“That ruin up the Vale?”

“No, I mean the castle this house is remnant of. That other—up the Vale—that was the Kays’ too.”

“And the head of the cat?”

He shrugged. “You ought to know more of these things than I, you gravedigger. It’s part of their coat-of-arms. Look.”

I had already taken in the entire fireplace. It was in harmony with the grey walls. The over-mantel, like the interior of the unlit chimney-place itself, was composed of large stone blocks, very ancient, and the beam on which the names were cut formed a canopy from which it receded to the summit of the lofty chamber. The half-obliterate vestiges of what must have been a cross were visible in the centre of this curtain of rock, and on either side a shield with unrecognizable blurs for quarters. Only where Pendleton pointed I could see what might have been a feline profile.
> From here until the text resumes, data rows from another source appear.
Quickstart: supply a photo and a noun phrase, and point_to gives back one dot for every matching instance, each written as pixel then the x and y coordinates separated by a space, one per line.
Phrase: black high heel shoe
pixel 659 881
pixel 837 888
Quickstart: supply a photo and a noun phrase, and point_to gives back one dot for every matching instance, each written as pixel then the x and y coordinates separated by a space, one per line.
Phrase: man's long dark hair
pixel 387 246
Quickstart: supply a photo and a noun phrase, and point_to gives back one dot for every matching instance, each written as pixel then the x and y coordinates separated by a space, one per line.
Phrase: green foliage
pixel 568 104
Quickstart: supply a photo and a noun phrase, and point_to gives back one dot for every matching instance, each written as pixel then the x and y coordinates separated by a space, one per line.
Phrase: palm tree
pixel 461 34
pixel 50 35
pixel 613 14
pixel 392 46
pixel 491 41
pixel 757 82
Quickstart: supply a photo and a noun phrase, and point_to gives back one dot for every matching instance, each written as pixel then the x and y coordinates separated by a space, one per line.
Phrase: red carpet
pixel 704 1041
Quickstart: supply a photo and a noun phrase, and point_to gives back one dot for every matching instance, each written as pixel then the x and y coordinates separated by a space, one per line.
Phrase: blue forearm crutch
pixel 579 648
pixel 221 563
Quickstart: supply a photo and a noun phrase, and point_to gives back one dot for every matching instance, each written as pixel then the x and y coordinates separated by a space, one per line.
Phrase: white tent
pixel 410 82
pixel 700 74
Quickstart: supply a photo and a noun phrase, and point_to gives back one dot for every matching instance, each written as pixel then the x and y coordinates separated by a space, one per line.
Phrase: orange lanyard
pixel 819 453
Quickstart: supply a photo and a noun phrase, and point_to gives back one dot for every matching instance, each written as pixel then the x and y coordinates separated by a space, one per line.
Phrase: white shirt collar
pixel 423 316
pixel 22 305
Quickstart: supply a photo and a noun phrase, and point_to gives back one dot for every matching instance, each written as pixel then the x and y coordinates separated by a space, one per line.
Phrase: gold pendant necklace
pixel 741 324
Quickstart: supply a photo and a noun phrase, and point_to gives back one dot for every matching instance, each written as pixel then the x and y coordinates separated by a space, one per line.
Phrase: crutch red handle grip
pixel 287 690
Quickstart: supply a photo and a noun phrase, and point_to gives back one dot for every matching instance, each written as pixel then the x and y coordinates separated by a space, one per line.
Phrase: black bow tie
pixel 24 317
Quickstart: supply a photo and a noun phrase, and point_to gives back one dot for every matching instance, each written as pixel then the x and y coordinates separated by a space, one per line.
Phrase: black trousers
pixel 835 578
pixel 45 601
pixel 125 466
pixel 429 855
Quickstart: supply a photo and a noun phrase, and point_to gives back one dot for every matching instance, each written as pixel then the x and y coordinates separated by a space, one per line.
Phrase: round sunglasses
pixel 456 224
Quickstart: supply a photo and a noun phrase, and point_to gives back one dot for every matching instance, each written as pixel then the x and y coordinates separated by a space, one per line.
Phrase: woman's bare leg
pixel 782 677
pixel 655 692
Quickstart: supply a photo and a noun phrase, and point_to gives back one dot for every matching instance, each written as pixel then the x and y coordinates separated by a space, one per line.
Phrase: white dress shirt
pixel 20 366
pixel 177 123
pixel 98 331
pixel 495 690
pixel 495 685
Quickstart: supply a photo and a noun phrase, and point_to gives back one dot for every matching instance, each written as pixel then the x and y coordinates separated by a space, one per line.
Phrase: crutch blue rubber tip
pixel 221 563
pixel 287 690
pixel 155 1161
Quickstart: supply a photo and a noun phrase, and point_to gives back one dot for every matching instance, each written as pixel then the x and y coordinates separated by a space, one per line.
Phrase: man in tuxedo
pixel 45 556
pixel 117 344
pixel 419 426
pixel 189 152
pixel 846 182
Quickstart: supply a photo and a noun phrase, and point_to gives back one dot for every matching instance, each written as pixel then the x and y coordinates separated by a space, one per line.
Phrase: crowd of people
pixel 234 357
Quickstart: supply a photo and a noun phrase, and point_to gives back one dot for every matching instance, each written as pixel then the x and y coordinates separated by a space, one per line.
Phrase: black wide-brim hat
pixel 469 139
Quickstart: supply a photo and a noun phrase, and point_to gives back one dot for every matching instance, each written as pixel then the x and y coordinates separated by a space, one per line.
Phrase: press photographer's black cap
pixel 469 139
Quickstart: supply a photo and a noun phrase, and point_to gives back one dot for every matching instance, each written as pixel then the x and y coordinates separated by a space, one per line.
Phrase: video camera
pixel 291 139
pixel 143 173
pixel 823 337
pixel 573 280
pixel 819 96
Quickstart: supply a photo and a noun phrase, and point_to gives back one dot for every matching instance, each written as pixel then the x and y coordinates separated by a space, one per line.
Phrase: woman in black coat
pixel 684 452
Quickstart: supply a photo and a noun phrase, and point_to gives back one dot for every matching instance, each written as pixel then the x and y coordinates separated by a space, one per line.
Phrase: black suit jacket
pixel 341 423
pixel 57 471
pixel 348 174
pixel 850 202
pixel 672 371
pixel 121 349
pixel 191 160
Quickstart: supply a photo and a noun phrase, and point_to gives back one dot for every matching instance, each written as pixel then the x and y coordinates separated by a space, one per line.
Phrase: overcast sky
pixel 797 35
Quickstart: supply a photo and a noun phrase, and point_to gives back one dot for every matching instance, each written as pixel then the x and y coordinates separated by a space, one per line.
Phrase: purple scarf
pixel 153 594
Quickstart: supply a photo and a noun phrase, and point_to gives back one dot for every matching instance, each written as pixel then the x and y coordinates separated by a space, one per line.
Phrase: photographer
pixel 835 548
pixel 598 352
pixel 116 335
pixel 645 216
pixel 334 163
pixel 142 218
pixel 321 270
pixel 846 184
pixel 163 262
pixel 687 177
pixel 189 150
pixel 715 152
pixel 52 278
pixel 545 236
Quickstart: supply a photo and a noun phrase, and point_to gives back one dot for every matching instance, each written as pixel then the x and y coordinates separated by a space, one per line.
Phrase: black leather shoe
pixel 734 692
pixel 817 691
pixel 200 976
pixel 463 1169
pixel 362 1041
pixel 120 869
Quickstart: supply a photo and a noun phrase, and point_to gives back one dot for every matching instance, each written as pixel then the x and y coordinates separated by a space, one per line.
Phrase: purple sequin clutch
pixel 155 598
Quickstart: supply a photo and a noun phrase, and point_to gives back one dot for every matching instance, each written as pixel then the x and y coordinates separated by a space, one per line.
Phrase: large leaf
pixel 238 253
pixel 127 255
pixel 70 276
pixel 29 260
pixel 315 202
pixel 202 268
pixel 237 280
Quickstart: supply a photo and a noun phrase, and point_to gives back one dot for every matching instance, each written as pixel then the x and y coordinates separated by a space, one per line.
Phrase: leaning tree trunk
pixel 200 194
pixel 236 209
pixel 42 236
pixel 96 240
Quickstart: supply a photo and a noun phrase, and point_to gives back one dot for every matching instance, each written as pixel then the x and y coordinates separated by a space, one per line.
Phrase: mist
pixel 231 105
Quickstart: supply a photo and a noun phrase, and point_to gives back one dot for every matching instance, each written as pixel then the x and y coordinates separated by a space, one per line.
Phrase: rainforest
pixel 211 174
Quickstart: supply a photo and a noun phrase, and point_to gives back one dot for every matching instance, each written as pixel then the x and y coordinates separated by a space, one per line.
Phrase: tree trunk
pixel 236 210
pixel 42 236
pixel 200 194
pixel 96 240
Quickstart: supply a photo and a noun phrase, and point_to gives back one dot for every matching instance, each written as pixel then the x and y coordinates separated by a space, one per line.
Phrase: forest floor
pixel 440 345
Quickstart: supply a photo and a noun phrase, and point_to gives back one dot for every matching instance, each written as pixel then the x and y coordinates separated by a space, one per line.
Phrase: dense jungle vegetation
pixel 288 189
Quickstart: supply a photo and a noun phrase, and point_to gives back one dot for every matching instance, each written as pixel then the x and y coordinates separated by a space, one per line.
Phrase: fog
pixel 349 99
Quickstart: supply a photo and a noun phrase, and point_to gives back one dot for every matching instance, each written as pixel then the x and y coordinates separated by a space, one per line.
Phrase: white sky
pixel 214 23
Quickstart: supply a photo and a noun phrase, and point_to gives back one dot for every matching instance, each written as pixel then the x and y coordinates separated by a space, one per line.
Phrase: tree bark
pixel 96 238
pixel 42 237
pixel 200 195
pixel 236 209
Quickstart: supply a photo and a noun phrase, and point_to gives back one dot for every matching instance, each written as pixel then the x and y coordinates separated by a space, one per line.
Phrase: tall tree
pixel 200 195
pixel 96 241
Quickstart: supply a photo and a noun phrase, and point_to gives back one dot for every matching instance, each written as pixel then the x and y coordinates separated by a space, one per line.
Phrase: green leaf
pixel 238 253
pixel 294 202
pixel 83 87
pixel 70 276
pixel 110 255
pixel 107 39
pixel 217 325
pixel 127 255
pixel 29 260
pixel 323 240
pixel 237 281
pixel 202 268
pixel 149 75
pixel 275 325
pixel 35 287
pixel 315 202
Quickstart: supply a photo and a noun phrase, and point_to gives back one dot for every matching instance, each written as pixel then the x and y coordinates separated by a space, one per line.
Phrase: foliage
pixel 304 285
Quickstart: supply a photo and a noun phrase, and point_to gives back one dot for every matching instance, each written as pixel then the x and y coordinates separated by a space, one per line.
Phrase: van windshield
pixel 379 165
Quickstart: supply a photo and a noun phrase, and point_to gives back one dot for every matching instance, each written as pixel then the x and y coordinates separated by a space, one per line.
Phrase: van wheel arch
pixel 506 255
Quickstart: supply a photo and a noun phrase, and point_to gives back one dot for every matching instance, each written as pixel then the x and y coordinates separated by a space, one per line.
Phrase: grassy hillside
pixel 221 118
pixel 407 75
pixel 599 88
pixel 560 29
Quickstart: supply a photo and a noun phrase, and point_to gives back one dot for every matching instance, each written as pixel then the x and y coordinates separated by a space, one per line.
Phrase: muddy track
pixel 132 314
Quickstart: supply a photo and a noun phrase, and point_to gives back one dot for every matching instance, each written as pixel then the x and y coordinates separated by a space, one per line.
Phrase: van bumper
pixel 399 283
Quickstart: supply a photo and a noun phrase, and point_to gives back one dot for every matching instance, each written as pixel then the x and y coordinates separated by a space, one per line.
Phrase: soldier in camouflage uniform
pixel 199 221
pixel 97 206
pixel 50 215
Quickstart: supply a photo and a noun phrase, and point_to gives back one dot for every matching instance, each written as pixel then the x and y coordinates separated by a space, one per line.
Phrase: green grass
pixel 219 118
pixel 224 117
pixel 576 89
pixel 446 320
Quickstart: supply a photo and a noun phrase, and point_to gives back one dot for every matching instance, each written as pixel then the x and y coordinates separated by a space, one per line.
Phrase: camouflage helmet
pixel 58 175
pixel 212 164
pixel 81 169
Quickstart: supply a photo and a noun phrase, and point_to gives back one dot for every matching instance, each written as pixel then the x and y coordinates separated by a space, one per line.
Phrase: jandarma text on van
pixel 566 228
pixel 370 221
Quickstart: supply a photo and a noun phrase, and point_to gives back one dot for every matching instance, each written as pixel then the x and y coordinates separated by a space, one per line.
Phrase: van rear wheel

As my host remarked, the subject of bearings lay more aptly in my special province than in his (which was, I remember, the excellence of sodium and its compounds). I was about to launch into a necessarily brief statement of what this device might signify, when Blenkinson entered and murmured something inaudible to his master.

“People at New Aidenn,” remarked Pendleton with slight ellipsis. “Be back at once.” This last was a promise, not an imperative.

He followed the servant out, and my exegesis was, as it happened, for ever postponed. Gilbert Maryvale, whose partner, Oxford, had made the declaration, seeing me solitary, rose from his chair with the peculiar lightness that was so unexpected and came to my side.

He looked at me with inquiry in his very dark eyes while he settled himself against the over-mantel. “Word from Sir Brooke?”

“I believe Pendleton’s gone to ’phone the station-master at New Aidenn. We’ll know, doubtless, in a minute or two.”